Cricket: A Self-Powered Chirping Pixel
Shree K. Nayar, Jeremy Klotz, Nikhil Nanda, Mikhail Fridberg
TL;DR
The paper tackles battery-free, wireless light sensing by harvesting energy from ambient illumination. It introduces cricket, a minimalist analog sensor that emits short RF chirps when energy suffices; the chirp carrier identifies the device, while the inter-chirp interval encodes light with a wide dynamic range, enabling untethered sensing and even simple video-like arrays. Key contributions include a working 24-cricket prototype with linear radiometric response over a $10$ to $170{,}000$ lux range, a cricket cube for centroid estimation with low angular error, and practical demonstrations in lighting control and battery-free eTransition sunglasses. The work demonstrates practical, scalable, battery-free sensing for solar tracking, energy-efficient lighting, and embedded sensing, with potential extensions to additional environmental parameters.
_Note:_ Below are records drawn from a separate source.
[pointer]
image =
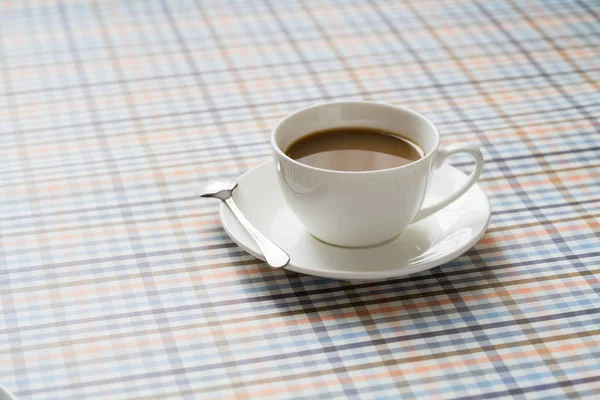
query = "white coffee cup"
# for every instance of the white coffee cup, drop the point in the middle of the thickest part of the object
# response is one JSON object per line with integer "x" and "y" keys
{"x": 364, "y": 208}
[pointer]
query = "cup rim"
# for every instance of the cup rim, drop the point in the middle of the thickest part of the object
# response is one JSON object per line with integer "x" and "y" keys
{"x": 415, "y": 114}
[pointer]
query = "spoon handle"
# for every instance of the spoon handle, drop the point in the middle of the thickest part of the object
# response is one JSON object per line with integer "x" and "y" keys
{"x": 274, "y": 255}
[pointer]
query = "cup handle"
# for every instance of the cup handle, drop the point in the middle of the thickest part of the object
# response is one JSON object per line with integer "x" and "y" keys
{"x": 442, "y": 156}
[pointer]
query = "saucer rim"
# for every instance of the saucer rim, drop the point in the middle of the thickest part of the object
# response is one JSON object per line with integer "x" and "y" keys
{"x": 397, "y": 272}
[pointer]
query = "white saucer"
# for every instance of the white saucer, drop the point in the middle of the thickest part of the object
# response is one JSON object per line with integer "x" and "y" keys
{"x": 423, "y": 245}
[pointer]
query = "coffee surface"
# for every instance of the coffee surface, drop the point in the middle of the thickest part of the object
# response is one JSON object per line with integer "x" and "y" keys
{"x": 354, "y": 149}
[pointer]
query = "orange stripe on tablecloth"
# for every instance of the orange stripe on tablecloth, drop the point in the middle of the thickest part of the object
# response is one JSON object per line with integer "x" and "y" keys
{"x": 299, "y": 321}
{"x": 573, "y": 177}
{"x": 412, "y": 369}
{"x": 146, "y": 176}
{"x": 510, "y": 236}
{"x": 529, "y": 131}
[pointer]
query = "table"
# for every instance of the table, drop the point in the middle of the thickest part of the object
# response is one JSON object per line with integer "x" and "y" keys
{"x": 116, "y": 282}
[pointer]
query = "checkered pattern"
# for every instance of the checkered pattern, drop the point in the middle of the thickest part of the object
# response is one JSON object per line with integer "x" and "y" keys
{"x": 116, "y": 282}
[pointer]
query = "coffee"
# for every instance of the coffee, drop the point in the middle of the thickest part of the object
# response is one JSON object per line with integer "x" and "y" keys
{"x": 354, "y": 149}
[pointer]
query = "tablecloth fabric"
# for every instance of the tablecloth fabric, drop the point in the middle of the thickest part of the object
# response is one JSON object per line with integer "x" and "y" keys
{"x": 116, "y": 282}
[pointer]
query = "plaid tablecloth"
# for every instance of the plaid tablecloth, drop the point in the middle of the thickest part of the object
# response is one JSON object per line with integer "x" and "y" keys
{"x": 116, "y": 282}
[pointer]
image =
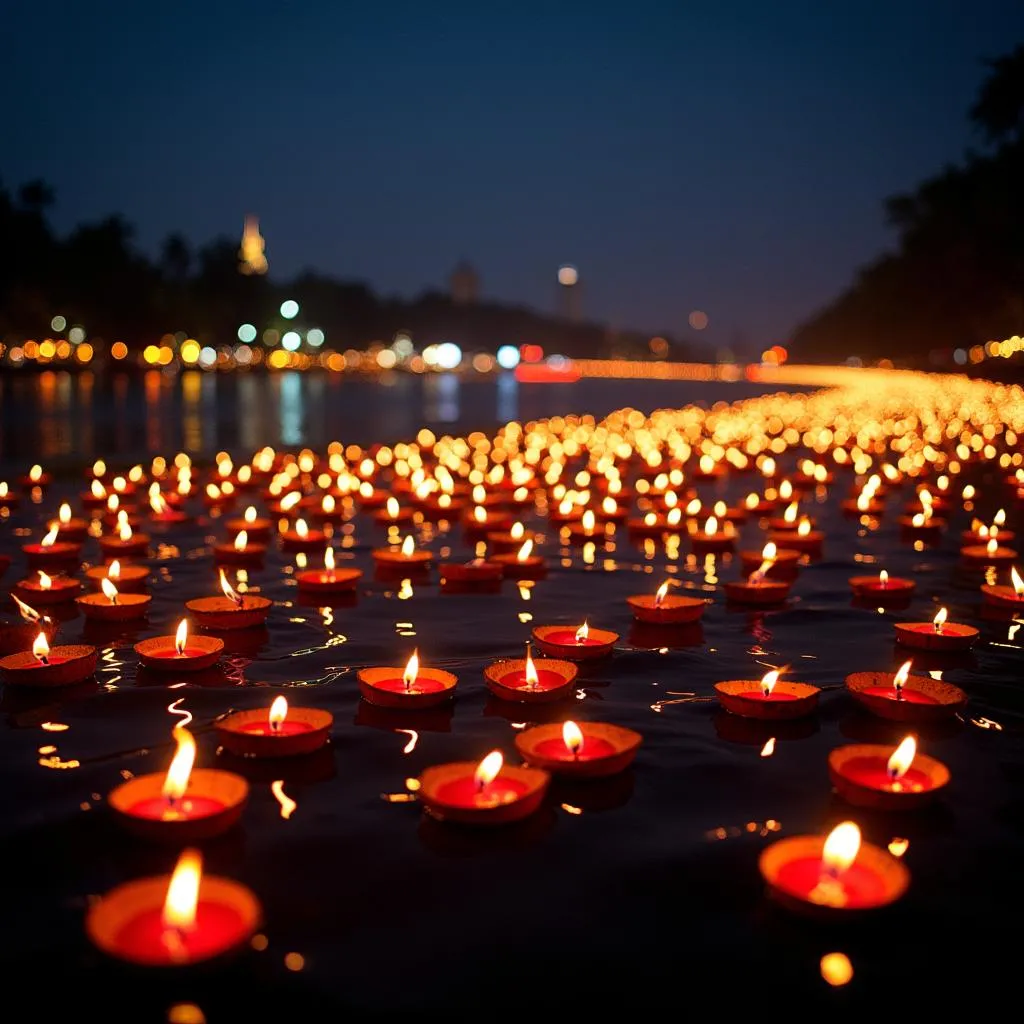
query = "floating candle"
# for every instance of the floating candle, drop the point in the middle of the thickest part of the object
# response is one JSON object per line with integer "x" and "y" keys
{"x": 901, "y": 696}
{"x": 771, "y": 698}
{"x": 870, "y": 775}
{"x": 588, "y": 750}
{"x": 282, "y": 731}
{"x": 45, "y": 667}
{"x": 412, "y": 687}
{"x": 181, "y": 652}
{"x": 833, "y": 873}
{"x": 188, "y": 919}
{"x": 526, "y": 681}
{"x": 232, "y": 611}
{"x": 936, "y": 635}
{"x": 488, "y": 793}
{"x": 182, "y": 805}
{"x": 112, "y": 606}
{"x": 664, "y": 608}
{"x": 581, "y": 644}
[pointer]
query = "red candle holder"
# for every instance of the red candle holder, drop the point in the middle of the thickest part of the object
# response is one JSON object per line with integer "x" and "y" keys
{"x": 525, "y": 681}
{"x": 860, "y": 774}
{"x": 211, "y": 805}
{"x": 64, "y": 666}
{"x": 920, "y": 698}
{"x": 758, "y": 592}
{"x": 452, "y": 793}
{"x": 574, "y": 644}
{"x": 477, "y": 571}
{"x": 936, "y": 636}
{"x": 883, "y": 590}
{"x": 127, "y": 923}
{"x": 53, "y": 590}
{"x": 386, "y": 687}
{"x": 125, "y": 608}
{"x": 784, "y": 699}
{"x": 163, "y": 654}
{"x": 605, "y": 750}
{"x": 137, "y": 546}
{"x": 253, "y": 734}
{"x": 671, "y": 609}
{"x": 796, "y": 876}
{"x": 128, "y": 579}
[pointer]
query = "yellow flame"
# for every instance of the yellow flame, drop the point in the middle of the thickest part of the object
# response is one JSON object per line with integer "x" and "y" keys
{"x": 179, "y": 770}
{"x": 487, "y": 769}
{"x": 841, "y": 848}
{"x": 40, "y": 647}
{"x": 278, "y": 713}
{"x": 181, "y": 636}
{"x": 182, "y": 893}
{"x": 572, "y": 737}
{"x": 287, "y": 804}
{"x": 902, "y": 758}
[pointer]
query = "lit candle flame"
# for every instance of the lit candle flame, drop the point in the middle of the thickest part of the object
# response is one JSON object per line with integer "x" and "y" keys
{"x": 841, "y": 848}
{"x": 278, "y": 714}
{"x": 901, "y": 759}
{"x": 229, "y": 592}
{"x": 487, "y": 769}
{"x": 182, "y": 894}
{"x": 899, "y": 680}
{"x": 572, "y": 737}
{"x": 41, "y": 649}
{"x": 179, "y": 770}
{"x": 181, "y": 636}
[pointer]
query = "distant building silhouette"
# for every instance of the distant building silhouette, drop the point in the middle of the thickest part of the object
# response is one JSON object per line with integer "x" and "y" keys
{"x": 465, "y": 285}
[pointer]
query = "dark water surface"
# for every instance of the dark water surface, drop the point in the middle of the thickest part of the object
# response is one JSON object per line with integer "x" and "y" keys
{"x": 638, "y": 895}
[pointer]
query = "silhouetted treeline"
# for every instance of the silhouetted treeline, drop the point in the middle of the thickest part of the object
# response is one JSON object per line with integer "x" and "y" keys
{"x": 97, "y": 278}
{"x": 956, "y": 275}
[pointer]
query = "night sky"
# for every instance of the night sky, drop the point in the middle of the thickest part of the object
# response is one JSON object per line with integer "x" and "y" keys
{"x": 729, "y": 157}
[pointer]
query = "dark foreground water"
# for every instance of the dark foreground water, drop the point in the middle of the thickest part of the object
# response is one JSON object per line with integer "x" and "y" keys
{"x": 639, "y": 895}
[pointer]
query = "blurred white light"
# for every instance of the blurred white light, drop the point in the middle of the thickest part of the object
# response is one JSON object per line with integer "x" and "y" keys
{"x": 449, "y": 355}
{"x": 508, "y": 356}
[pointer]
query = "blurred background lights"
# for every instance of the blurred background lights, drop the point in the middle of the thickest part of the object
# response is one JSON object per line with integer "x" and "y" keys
{"x": 508, "y": 356}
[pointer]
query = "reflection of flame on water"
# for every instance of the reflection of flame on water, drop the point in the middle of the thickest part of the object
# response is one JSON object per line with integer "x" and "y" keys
{"x": 287, "y": 804}
{"x": 414, "y": 738}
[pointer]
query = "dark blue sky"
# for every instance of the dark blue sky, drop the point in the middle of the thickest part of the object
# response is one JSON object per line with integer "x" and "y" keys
{"x": 729, "y": 157}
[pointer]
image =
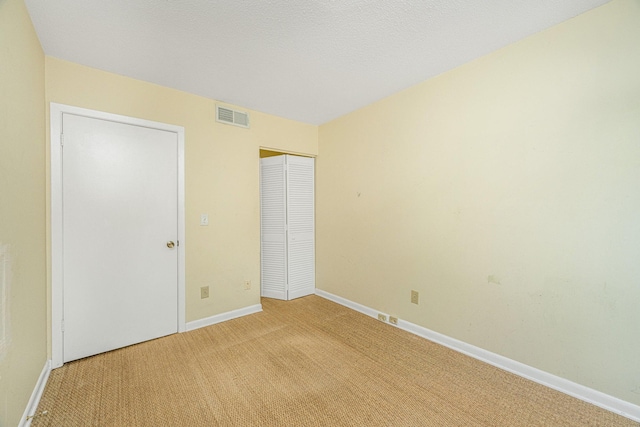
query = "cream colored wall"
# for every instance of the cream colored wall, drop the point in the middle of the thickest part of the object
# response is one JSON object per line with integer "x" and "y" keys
{"x": 22, "y": 208}
{"x": 221, "y": 164}
{"x": 506, "y": 193}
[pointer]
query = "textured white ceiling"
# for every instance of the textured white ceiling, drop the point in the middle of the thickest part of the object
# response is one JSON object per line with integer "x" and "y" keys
{"x": 308, "y": 60}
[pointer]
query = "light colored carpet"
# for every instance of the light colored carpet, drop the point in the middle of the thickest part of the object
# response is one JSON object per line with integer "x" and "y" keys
{"x": 307, "y": 362}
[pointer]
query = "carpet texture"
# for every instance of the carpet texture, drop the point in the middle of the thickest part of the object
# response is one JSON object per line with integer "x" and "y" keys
{"x": 306, "y": 362}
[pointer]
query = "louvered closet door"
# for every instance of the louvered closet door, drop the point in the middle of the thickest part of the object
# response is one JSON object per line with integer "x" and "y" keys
{"x": 273, "y": 242}
{"x": 301, "y": 270}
These results point to compact, self-powered sensor networks capable of real-time, wireless illumination monitoring and control.
Abstract
We present a sensor that can measure light and wirelessly communicate the measurement, without the need for an external power source or a battery. Our sensor, called cricket, harvests energy from incident light. It is asleep for most of the time and transmits a short and strong radio frequency chirp when its harvested energy reaches a specific level. The carrier frequency of each cricket is fixed and reveals its identity, and the duration between consecutive chirps is a measure of the incident light level. We have characterized the radiometric response function, signal-to-noise ratio and dynamic range of cricket. We have experimentally verified that cricket can be miniaturized at the expense of increasing the duration between chirps. We show that a cube with a cricket on each of its sides can be used to estimate the centroid of any complex illumination, which has value in applications such as solar tracking. We also demonstrate the use of crickets for creating untethered sensor arrays that can produce video and control lighting for energy conservation. Finally, we modified cricket's circuit to develop battery-free electronic sunglasses that can instantly adapt to environmental illumination.